I wrote the above so you would know that you are not alone - I really truly know what it is to feel scared. That fear drove me to start Avonex and to begin a basic supplementation regimen. I also have a good relationship with my neuropsychologist and my oncologist, who are always there for me.
My neuro is the type who thinks that you should snap out of it and just get on with things - stiff upper lip and no sympathy! He makes me drive into his office, gives me a gram of steroids IV in his exam room, then sends me off to drive back to work - I did this daily while I was working (I no longer work now) for the 5 doses required for a relapse - no being off on sick leave, no addmitting to hospital, no ackowledgment of the side effects of this treatment and how it affected my body and my personality, no personal time to come to terms with new disabilities - they happened in front of the world! He's not really that bad I suppose, he probably deals with people much worse off than me, so he gets irritated if I don't tell him that I am FINE.

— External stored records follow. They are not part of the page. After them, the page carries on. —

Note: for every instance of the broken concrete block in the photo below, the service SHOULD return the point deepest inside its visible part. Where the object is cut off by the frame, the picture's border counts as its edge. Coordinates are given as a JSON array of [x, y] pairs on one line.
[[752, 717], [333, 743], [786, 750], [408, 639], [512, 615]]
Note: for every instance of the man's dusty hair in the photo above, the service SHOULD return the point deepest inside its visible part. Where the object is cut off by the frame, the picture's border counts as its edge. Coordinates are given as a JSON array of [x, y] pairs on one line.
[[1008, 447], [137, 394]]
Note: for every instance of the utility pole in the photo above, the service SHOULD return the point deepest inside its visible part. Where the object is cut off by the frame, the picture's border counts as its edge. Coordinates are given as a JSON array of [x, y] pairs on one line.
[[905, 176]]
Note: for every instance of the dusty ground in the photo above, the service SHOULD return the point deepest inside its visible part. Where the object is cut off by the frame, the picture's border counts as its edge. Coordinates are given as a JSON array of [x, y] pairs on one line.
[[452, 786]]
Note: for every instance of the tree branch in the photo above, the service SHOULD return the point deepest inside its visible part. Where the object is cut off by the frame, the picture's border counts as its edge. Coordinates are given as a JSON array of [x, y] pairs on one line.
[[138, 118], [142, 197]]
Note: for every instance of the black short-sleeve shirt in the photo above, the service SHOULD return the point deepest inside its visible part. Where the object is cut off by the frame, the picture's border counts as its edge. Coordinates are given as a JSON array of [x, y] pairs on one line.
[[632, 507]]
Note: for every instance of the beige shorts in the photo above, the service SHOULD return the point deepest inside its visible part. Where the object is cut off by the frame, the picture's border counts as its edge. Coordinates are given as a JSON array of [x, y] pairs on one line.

So the choice of a medical team is very important, and you are fortunate to be in a country that offers choice. Once ms starts to cause problems, I think it is really best to surround your self with a great medical team, and get as much information as possible - challenge your doc if you don't understand anything.
Ms at this time can be managed to an etent - depending on how you respond to treatment - luckily there are a few you can try - the big step is to do something. There are also great meds out there for some other symptoms, so please discuss these with your doc too
I will be very happy to help in any way I can & I hope that you upcoming appointments go really well. Please report back if you can & let us know how you are doing.